Creo que podríamos empezar a leer el evangelio de hoy desde esta situación. ¿Qué hacer con el recuerdo del amigo muerto?, ¿qué hacer con los golpes con los que el mundo mata tantas veces lo mejor de nosotros mismos?, ¿qué hacer con la conciencia de no estar a la altura de lo que sentimos que es nuestro deber y nuestra vocación?, ¿qué hacer con la vergüenza que supone haber traicionado nuestros principios y promesas o la culpa que pesa en nuestra alma por no sostener la mirada al hermano cuando nos necesita?

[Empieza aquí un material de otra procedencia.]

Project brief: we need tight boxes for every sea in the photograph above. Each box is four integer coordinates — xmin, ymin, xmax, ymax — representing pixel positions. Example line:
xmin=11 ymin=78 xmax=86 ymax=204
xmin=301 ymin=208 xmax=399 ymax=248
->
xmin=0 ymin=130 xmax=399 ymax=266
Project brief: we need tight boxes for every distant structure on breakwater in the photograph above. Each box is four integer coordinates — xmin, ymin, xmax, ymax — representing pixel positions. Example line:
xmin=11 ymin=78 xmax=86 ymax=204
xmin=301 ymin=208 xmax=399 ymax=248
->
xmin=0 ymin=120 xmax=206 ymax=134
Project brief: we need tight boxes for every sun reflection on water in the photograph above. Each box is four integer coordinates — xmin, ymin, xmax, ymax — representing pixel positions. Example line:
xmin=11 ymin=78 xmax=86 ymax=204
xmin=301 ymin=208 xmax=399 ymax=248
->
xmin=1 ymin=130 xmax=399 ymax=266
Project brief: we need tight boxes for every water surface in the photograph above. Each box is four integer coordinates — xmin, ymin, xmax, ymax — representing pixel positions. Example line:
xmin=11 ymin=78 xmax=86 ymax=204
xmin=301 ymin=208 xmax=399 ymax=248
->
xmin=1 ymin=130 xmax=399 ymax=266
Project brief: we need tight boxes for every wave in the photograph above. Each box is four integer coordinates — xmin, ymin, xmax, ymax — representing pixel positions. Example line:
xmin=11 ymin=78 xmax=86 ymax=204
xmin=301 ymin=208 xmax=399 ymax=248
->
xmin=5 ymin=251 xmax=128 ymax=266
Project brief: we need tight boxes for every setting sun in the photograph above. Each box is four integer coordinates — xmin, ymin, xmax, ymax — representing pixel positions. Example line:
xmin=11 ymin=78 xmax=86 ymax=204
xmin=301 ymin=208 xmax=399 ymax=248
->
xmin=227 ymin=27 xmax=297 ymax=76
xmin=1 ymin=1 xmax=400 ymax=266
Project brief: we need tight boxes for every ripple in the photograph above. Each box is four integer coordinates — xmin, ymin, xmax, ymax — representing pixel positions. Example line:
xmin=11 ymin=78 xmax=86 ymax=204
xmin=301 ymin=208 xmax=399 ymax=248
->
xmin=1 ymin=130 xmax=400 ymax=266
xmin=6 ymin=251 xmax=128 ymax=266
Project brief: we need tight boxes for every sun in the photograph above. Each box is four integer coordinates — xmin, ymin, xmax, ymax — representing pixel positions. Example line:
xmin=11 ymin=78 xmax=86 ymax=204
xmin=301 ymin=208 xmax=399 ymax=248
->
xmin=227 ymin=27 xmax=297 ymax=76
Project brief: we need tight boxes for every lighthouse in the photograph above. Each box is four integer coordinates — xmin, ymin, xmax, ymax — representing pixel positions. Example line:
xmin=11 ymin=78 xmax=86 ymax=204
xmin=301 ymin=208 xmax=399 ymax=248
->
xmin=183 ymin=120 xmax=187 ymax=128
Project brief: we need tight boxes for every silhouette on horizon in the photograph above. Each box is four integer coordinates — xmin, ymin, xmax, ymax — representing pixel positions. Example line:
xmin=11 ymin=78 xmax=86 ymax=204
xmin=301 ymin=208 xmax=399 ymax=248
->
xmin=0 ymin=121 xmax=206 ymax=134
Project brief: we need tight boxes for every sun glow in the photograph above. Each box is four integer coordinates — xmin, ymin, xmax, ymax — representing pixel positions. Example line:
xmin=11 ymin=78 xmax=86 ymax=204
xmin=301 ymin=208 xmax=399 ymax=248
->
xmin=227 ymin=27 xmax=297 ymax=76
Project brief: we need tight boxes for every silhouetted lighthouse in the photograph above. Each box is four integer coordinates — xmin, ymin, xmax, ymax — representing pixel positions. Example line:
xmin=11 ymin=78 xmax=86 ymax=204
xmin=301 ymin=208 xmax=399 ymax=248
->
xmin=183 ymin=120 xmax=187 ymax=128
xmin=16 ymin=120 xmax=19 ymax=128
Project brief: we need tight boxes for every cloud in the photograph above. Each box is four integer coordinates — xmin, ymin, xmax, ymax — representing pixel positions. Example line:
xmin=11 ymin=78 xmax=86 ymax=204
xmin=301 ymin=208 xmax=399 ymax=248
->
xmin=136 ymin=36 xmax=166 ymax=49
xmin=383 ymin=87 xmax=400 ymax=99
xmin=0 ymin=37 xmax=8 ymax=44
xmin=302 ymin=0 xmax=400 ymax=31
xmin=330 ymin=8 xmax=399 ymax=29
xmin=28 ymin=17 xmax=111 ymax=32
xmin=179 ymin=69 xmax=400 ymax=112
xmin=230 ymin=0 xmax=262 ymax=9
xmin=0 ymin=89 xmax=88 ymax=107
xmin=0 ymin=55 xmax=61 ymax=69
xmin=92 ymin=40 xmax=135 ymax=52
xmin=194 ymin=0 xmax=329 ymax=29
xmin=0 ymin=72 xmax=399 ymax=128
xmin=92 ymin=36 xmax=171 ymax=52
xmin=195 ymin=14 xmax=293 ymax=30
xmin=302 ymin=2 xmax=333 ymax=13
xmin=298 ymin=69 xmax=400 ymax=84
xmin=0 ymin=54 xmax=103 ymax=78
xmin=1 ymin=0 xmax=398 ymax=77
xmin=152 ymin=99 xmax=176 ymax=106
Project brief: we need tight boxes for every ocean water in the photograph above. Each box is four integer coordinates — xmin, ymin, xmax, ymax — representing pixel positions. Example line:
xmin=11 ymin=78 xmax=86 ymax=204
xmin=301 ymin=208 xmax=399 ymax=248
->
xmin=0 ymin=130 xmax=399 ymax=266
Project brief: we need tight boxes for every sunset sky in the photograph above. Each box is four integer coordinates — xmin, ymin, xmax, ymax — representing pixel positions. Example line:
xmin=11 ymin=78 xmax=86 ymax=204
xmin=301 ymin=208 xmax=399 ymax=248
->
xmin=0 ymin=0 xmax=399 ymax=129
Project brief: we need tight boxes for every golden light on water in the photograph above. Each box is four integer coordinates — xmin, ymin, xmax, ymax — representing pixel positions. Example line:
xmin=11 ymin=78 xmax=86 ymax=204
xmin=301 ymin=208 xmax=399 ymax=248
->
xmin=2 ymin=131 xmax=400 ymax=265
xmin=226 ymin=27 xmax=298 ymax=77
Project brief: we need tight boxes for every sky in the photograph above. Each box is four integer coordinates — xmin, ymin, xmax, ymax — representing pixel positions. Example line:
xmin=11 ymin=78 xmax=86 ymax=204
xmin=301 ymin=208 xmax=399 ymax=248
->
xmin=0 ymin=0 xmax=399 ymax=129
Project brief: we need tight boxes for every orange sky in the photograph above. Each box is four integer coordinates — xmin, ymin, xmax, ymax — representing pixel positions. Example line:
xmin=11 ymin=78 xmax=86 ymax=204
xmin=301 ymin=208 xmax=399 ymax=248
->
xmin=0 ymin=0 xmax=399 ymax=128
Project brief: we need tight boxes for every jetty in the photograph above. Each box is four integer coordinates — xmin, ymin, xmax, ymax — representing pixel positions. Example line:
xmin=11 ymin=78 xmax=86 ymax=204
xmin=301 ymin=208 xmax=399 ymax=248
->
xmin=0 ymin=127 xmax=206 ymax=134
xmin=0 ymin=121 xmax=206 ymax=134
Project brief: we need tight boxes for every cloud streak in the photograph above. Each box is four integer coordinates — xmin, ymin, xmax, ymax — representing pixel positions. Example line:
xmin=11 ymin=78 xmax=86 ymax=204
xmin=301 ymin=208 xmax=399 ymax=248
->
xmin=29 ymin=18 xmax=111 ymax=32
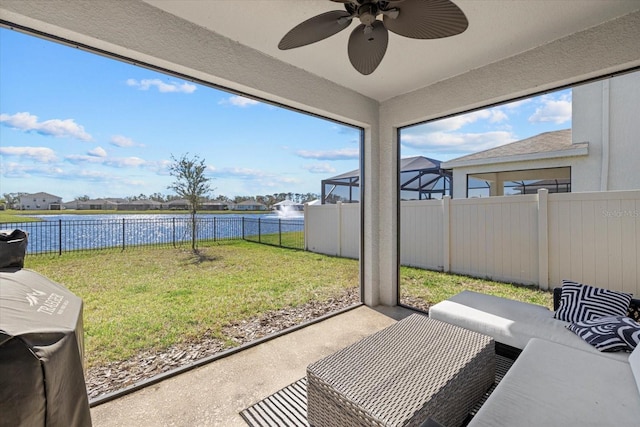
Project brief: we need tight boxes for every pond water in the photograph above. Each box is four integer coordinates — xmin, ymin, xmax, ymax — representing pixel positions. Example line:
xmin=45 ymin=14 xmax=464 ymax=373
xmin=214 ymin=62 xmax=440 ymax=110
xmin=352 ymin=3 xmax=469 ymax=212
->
xmin=4 ymin=212 xmax=304 ymax=254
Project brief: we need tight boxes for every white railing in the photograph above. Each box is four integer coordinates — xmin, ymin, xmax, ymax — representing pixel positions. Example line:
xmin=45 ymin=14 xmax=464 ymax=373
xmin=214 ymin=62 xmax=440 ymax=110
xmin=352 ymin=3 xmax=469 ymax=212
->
xmin=305 ymin=190 xmax=640 ymax=295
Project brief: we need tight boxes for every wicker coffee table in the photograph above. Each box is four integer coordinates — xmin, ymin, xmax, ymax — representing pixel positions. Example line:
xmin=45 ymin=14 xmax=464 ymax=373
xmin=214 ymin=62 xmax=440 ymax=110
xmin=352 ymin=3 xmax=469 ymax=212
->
xmin=306 ymin=314 xmax=494 ymax=427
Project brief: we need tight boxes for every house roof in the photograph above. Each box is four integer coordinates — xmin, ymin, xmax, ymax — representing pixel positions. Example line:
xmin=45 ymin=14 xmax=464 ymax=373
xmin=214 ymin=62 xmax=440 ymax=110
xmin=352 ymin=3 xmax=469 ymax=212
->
xmin=326 ymin=156 xmax=443 ymax=181
xmin=167 ymin=199 xmax=189 ymax=205
xmin=237 ymin=200 xmax=265 ymax=206
xmin=22 ymin=192 xmax=61 ymax=199
xmin=442 ymin=129 xmax=589 ymax=169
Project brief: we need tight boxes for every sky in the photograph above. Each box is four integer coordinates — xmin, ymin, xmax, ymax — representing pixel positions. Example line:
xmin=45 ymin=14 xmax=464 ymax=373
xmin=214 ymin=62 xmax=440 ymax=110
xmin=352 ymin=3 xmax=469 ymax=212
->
xmin=1 ymin=28 xmax=571 ymax=202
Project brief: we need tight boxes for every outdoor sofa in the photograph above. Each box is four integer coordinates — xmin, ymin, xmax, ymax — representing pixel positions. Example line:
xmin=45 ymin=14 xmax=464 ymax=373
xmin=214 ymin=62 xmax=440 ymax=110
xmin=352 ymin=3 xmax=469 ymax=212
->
xmin=429 ymin=282 xmax=640 ymax=426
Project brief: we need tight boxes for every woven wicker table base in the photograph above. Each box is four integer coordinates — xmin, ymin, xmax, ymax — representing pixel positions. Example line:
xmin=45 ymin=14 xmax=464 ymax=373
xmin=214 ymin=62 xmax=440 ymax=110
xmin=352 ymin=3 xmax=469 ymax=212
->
xmin=307 ymin=314 xmax=495 ymax=427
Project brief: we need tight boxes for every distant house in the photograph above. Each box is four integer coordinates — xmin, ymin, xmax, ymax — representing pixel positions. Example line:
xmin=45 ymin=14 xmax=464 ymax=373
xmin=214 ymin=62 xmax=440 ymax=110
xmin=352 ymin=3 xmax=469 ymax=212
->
xmin=19 ymin=192 xmax=62 ymax=210
xmin=76 ymin=199 xmax=120 ymax=210
xmin=63 ymin=200 xmax=79 ymax=210
xmin=116 ymin=200 xmax=162 ymax=211
xmin=231 ymin=200 xmax=267 ymax=211
xmin=166 ymin=199 xmax=190 ymax=210
xmin=442 ymin=129 xmax=585 ymax=197
xmin=444 ymin=71 xmax=640 ymax=198
xmin=201 ymin=202 xmax=228 ymax=211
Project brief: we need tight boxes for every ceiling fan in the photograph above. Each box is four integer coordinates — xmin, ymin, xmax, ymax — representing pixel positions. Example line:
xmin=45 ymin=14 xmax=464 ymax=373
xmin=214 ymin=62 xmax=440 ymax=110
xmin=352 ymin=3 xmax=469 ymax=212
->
xmin=278 ymin=0 xmax=468 ymax=75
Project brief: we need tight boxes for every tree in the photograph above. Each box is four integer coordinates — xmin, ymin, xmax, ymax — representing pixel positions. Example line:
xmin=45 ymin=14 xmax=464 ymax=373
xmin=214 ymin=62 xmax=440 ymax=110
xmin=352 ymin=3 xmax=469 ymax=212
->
xmin=3 ymin=192 xmax=25 ymax=209
xmin=167 ymin=153 xmax=212 ymax=251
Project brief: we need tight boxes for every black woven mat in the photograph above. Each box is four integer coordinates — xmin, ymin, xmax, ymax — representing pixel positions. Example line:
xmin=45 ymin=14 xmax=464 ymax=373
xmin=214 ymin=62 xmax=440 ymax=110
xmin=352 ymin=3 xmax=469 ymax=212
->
xmin=240 ymin=356 xmax=514 ymax=427
xmin=240 ymin=378 xmax=309 ymax=427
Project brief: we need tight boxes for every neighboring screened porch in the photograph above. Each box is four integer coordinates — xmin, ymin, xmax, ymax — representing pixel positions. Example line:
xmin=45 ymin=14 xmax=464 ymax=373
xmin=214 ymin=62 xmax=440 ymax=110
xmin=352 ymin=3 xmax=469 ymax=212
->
xmin=321 ymin=156 xmax=452 ymax=204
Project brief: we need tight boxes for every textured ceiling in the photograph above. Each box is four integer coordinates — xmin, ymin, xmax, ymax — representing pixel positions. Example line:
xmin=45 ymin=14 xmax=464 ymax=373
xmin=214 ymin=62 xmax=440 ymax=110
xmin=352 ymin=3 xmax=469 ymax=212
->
xmin=143 ymin=0 xmax=640 ymax=102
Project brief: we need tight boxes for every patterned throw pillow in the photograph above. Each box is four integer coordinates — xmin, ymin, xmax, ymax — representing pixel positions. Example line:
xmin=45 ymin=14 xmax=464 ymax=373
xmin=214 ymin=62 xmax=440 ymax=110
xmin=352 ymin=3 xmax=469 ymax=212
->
xmin=567 ymin=316 xmax=640 ymax=352
xmin=554 ymin=280 xmax=632 ymax=323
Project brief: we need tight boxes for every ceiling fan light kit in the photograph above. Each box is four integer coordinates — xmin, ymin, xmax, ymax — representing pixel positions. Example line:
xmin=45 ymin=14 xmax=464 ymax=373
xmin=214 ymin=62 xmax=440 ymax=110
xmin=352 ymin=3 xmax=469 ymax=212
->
xmin=278 ymin=0 xmax=468 ymax=75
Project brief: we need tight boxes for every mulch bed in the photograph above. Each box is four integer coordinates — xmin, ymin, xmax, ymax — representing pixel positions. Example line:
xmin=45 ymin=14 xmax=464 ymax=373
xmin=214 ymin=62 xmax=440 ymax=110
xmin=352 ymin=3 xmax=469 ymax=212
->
xmin=86 ymin=288 xmax=363 ymax=399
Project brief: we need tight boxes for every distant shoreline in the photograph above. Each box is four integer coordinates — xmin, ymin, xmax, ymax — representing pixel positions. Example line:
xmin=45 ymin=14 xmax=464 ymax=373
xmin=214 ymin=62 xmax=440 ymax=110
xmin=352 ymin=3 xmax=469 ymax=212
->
xmin=0 ymin=209 xmax=269 ymax=224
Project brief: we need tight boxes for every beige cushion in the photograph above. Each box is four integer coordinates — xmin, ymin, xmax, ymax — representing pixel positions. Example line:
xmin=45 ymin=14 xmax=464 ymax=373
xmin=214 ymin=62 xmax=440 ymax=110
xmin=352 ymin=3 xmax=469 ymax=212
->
xmin=630 ymin=345 xmax=640 ymax=397
xmin=429 ymin=290 xmax=629 ymax=362
xmin=468 ymin=338 xmax=640 ymax=427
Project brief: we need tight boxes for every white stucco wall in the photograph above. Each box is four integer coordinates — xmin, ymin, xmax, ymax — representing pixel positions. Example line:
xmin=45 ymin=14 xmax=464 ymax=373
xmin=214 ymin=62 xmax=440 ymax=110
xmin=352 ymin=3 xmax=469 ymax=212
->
xmin=573 ymin=71 xmax=640 ymax=192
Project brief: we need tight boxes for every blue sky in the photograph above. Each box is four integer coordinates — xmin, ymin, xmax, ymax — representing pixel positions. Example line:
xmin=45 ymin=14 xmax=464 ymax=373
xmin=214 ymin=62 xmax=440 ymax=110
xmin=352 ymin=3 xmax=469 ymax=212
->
xmin=0 ymin=28 xmax=571 ymax=202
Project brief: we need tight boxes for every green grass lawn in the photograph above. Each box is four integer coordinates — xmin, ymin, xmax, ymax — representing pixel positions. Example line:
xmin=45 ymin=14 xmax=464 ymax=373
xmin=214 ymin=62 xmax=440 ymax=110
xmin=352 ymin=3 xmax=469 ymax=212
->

Todo eso se reúne en el cuerpo resucitado de Cristo que se les presenta en esa habitación cerrada cuando muestra sus llagas, en esa habitación escondida que es el alma de cada uno y el alma de la comunidad humana.  Porque en esas llagas están sintetizadas todas las heridas del mundo, todas las culpas de la humanidad. No hace Jesús como si no pasara nada, las muestra, pero los discípulos ven en ellas una palabra de paz, una palabra de reconciliación, de perdón. Y esto es nuevo y renovador. Y se llenan de alegría, dice el evangelio, porque experimentan la buena noticia definitiva, el evangelio consumado, un aliento de vida nueva, un espíritu que manifiesta en esta vida y en esta muerte de Jesús un amor infinito que no se agota, que no se puede destruir, que no se cansa de buscarnos. “¿Quién nos separará del amor de Dios?”, dirá Pablo.
Y este aliento se convierte en una fuerza de reconciliación, en una nueva presencia en el mundo, se transforma en un espíritu que a través de nuestra vida busca reciclar la culpa y el miedo del mundo. “Recibid el Espíritu”, dice Jesús. Lo dice dándolo y lo dice pidiendo que no nos cerremos con miedo a él.
Y nosotros celebramos este pentecostés último donde “el mundo brilla de alegría y se renueva la faz de la tierra”. Gloria al Padre, y al Hijo, y al Espíritu Santo.